City council passed its E-Bike Bylaw at its meeting on Monday, after hearing several submissions from members of the public.
Among other things, the bylaw sets out what classes of e-bikes are permitted on the different city trails, based on the size of the electric motor.
The class one e-bikes are bikes with a 500-watt engine that provides assistance only when the rider is pedalling. The motorized assistance cuts out when the bike hits 32 kilometres per hour.
The class one bike, along with adapted mountain bikes, are allowed on all trails and bicycle lanes.
Adapted mountain bikes (AMTB), are bikes adapted for use by people with a disability or special need who are unable to use a two-wheel bike.
The class two e-bikes are throttle-equipped bikes that can be propelled solely by the engine, which kicks out at 32 km/h.
The class two bikes, as well as e-scooters and e-moblity devices, are allowed only on type one trails, which are double-track trails paved with asphalt or chip seal.
The most powerful class, the class three e-bikes, have a power rating of 750 watts. The engine will cut out when the bike reaches 45 km/h.

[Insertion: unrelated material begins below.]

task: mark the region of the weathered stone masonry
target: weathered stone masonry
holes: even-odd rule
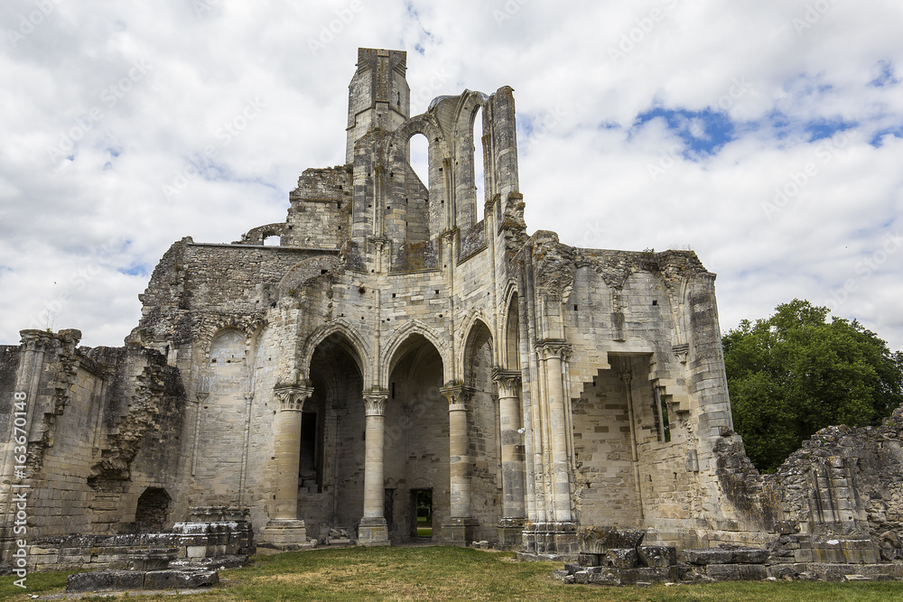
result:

Class three bikes are permitted only on roadways, bicycle lanes, motorized multi-use trails and the Two Mile Hill multi-use trail.
The bylaw also sets out other regulations, such as prohibiting riders on all classes of e-bikes, e-scooters and e-mobility devices from operating their bikes while wearing headphones or other devices capable of transmitting sound.
“Notwithstanding any other provisions of this bylaw, unless a person operating an e-bike, e-scooter, e-mobility device or aMTB can provide more than one metre of separation when overtaking another Trail user, the person operating an e-bike shall give an audible signal by voice, bell or other signalling device before overtaking another Trail user,” says the bylaw.
Several submissions received asked council to loosen up restrictions on the use of e-bikes, as well as consider increasing the wattage cap for engines to 1,000 or 1,500 watts.
“Top-end speed is barely increased, but climbing power is much more efficient and motor life is increased,” says one of the submissions.
“This is far more appropriate for our city.”
Another submission says: “Demand for active transportation, some of it electrically assisted, is rising. The solution is to better accommodate e-bikes, not ban or limit their use.”
Many of the submissions noted how the use of e-bikes displaces the need for residents to drive their regular fossil fuel vehicles, resulting in fewer greenhouse gas emissions.
Many also noted cyclists on regular bikes can also attain significant speeds along the trails just by pedalling.